- Roger Moore and Nancy Allen
- Genre: Crime Drama Fantasy
- Written by: Don Shroll David Amann
- Directed by: Bill Condon
- Starring: Roger Moore Nancy Allen Malcolm McDowell Eric McCormack
- Music by: David Shire
- Country of origin: United States
- Original language: English

Production
- Executive producers: Roger Moore Alan Barnette Mark Gordon
- Producer: Alex Beaton
- Production locations: Vancouver Victoria, British Columbia
- Cinematography: Stephen M. Katz
- Editor: Virginia Katz
- Running time: 98 minutes
- Production companies: Alan Barnette Productions Universal Television

Original release
- Network: ABC
- Release: May 29, 1995

= The Man Who Wouldn't Die (1995 film) =

The Man Who Wouldn't Die is a 1995 action mystery film by director Bill Condon.

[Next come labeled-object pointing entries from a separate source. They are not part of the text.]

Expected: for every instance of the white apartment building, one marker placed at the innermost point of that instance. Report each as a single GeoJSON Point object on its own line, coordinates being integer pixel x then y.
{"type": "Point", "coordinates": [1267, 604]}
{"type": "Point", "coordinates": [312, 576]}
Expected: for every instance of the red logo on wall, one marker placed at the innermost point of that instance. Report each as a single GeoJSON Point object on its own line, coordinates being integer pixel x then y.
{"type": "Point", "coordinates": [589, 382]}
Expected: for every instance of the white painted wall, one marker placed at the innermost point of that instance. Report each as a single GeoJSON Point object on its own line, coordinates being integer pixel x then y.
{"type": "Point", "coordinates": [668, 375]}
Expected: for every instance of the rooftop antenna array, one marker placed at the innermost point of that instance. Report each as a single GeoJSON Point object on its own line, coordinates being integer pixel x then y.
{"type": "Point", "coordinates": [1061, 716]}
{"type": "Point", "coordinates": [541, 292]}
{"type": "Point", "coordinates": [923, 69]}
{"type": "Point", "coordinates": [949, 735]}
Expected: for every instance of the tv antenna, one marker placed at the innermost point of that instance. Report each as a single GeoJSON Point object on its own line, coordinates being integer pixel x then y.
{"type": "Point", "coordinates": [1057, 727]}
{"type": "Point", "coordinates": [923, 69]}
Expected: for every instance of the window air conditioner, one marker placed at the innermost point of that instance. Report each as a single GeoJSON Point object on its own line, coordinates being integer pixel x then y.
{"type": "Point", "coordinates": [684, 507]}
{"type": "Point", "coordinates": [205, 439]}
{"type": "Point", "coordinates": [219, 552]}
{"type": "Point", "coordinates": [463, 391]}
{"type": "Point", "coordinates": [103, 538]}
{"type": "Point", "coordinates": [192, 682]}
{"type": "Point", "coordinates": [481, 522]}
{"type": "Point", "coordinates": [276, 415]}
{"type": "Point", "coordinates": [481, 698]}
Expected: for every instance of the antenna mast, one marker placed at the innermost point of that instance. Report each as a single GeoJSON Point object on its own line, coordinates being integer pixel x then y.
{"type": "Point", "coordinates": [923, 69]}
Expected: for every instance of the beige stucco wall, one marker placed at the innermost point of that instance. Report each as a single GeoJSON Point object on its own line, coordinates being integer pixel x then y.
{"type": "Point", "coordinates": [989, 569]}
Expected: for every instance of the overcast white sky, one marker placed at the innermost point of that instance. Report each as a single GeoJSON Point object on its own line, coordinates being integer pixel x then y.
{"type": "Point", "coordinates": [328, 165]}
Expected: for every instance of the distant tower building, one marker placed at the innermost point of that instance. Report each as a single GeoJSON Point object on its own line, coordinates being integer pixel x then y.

The film, which aired as a movie of the week during the May Sweeps in 1995, stars Roger Moore, Nancy Allen and Malcolm McDowell. Internationally, it received either a theatrical or direct-to-video release.

==Synopsis==
In The Man Who Wouldn't Die art imitates life for Thomas Grace (Roger Moore), a famous British ex-novelist who wrote a series of acclaimed crime stories featuring a villain patterned after real-life criminal Bernard Drake (Malcolm McDowell). Now living in America, Grace works as a hack reporter for a city newspaper. After reading one of Grace's books, Jessie Gallardo (Nancy Allen), a waitress with burgeoning psychic abilities, predicts several murders—with Grace as one of the victims. Her visions identify the enemy as Drake, who has escaped from prison by faking his own death in a fire. As Drake sets out to frame the author for a series of grisly murders based around his novels, it is up to Thomas and Jessie to clear their names, stop him, and stay alive in the process. Eric McCormack co-stars as a doubtful newspaper colleague.

==Cast==
- Roger Moore as Thomas Grace / Inspector Fulbright
- Nancy Allen as Jessie Gallardo
- Malcolm McDowell as Bernard Drake / Ian Morrissey
- Jackson Davies as Sgt. Powers
- Eric McCormack as Jack Sullivan
- Roman Podhora as Walter Tilley
- Gillian Barber as Art Sycophant
- Roger R. Cross as McKinnon
- Kevin McNulty as Curruthers

==Reception==
BBC's Radio Times gave the movie 3 stars, saying it had a "dark sense of fun" that was "surely worth an hour and a half of anyone's time."

The Youngstown Vindicator said the film was "thoroughly enjoyable" and "as polished and as surprising as any good mystery drama can provide".